“Have you counted the cost?” she asked, and there was something quite sepulchral in her solemn tone.

“I have given it consideration, Cornelia; both as regards money and time. The expenses are not worth naming, should there be no opposition. And if there is any—”

“Ay!” groaned Miss Corny. “If there is?”

“Well? I am not without a few hundred to spare for the playing,” he said, turning upon her the good-humored light of his fine countenance.

Miss Carlyle emitted some dismal groans.

“That ever I should have lived to see this day! To hear money talked of as though it were dirt. And what’s to become of your business?” she sharply added. “Is that to be let run to rack and ruin, while you are kicking up your heels in that wicked London, under plea of being at the House night after night?”

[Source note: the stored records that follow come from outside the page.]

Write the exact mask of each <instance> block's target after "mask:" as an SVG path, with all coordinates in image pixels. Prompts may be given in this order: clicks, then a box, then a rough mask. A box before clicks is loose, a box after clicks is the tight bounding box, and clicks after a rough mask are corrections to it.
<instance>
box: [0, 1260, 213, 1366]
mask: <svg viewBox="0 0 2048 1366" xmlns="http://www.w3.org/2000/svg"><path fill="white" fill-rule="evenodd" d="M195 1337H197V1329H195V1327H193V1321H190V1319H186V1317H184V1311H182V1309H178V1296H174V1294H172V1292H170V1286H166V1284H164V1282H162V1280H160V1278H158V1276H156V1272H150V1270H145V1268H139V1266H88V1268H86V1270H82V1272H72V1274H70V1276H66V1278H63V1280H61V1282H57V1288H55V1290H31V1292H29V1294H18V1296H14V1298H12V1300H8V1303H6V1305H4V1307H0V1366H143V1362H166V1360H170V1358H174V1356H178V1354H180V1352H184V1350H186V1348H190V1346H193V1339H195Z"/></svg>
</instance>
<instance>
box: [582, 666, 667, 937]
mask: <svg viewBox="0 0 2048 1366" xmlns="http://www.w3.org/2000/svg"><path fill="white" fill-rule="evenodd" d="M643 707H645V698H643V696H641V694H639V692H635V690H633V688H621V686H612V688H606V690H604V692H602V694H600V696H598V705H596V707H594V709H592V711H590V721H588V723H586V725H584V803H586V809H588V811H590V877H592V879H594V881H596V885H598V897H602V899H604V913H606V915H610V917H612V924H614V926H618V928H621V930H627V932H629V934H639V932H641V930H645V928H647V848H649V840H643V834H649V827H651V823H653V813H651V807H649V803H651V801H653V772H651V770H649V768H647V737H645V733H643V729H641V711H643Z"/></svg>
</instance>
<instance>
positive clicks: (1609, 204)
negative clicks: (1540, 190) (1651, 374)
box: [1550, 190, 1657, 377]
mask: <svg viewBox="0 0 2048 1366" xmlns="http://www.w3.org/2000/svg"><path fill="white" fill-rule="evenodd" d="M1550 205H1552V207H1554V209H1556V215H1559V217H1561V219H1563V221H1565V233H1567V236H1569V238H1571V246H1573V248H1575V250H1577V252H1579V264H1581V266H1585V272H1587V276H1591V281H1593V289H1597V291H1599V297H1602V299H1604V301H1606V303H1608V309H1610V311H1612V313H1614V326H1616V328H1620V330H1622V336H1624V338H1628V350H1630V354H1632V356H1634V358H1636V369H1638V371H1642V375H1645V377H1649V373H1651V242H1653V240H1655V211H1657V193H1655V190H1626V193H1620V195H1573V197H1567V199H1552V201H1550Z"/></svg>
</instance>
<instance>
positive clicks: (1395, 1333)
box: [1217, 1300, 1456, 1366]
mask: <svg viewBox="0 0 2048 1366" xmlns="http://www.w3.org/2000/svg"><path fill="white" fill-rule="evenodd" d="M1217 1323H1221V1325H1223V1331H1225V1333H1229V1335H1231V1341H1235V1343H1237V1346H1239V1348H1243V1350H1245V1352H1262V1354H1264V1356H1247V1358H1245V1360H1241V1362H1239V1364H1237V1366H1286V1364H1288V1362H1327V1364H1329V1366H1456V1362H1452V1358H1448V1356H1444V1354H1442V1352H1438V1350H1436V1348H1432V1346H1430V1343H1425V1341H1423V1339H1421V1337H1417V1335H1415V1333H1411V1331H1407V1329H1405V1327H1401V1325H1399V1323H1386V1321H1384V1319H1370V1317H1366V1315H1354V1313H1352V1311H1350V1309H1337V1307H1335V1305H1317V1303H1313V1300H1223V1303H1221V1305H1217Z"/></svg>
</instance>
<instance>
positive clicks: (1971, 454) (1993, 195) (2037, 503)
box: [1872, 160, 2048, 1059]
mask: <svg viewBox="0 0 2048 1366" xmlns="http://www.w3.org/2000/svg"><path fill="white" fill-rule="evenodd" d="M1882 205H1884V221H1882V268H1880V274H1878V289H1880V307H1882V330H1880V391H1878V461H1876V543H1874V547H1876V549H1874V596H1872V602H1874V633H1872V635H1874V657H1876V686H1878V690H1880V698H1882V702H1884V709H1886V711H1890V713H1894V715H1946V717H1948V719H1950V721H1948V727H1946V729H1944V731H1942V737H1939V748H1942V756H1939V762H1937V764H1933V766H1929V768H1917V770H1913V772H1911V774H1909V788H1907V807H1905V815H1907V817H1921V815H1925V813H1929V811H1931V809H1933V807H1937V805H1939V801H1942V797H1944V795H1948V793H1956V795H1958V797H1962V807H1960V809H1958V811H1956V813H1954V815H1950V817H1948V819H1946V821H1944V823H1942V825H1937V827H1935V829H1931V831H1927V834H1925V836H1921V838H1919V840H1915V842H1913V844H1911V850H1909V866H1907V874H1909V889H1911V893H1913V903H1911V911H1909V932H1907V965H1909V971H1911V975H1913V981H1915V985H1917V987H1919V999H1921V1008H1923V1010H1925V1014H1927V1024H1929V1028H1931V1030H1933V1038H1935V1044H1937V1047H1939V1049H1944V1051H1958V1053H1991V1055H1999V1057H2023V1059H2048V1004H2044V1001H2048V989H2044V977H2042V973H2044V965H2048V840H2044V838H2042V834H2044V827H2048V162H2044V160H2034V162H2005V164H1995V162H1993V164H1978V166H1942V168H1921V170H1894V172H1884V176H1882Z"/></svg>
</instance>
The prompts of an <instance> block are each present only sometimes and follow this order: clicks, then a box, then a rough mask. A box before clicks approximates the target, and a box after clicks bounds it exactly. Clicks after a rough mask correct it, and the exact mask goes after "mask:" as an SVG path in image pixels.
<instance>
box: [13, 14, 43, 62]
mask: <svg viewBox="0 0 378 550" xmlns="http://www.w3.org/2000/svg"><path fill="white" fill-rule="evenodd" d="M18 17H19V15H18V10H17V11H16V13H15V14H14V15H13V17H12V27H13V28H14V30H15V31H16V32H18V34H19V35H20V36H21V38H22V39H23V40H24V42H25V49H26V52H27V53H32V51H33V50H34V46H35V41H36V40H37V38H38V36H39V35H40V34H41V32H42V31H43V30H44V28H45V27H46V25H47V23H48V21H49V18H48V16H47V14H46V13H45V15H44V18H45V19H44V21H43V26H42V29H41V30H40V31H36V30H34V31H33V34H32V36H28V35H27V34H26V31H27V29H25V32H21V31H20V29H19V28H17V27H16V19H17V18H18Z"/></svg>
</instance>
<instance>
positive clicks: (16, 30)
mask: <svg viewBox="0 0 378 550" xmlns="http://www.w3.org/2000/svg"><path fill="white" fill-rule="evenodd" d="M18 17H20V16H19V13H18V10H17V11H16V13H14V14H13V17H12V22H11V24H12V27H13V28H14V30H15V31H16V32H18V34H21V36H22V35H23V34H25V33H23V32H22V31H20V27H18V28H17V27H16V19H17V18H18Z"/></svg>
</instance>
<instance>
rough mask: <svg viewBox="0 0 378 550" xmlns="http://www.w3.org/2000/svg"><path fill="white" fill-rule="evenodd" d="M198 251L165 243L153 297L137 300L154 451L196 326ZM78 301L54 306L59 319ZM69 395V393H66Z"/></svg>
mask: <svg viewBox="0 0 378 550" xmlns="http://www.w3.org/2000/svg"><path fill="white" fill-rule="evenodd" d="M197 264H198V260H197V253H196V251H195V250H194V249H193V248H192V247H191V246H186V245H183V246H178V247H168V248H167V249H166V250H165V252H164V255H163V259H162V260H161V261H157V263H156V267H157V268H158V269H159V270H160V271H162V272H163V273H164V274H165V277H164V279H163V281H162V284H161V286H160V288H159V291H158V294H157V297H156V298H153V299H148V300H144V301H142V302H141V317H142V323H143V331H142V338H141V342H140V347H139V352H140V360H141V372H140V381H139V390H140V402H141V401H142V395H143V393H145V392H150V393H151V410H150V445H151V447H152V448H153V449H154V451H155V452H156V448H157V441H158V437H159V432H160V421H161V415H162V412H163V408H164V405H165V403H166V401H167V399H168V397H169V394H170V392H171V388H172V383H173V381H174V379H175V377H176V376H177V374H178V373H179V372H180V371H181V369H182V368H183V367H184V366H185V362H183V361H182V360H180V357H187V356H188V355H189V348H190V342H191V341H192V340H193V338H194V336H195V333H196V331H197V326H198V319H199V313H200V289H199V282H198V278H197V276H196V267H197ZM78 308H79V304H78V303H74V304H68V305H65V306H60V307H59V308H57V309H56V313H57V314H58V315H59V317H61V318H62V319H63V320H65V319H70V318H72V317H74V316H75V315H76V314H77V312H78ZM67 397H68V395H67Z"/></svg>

“Cornelia,” he gravely said, “were I dead, Dill could carry on the business just as well as it is being carried on now. I might go into a foreign country for seven years and come back to find the business as flourishing as ever, for Dill could keep it together. And even were the business to drop off—though I tell you it will not do so—I am independent of it.”

Miss Carlyle faced tartly round upon Barbara.

“Have you been setting him on to this?”

“I think he had made up his mind before he spoke to me. But,” added Barbara, in her truth, “I urged him to accept it.”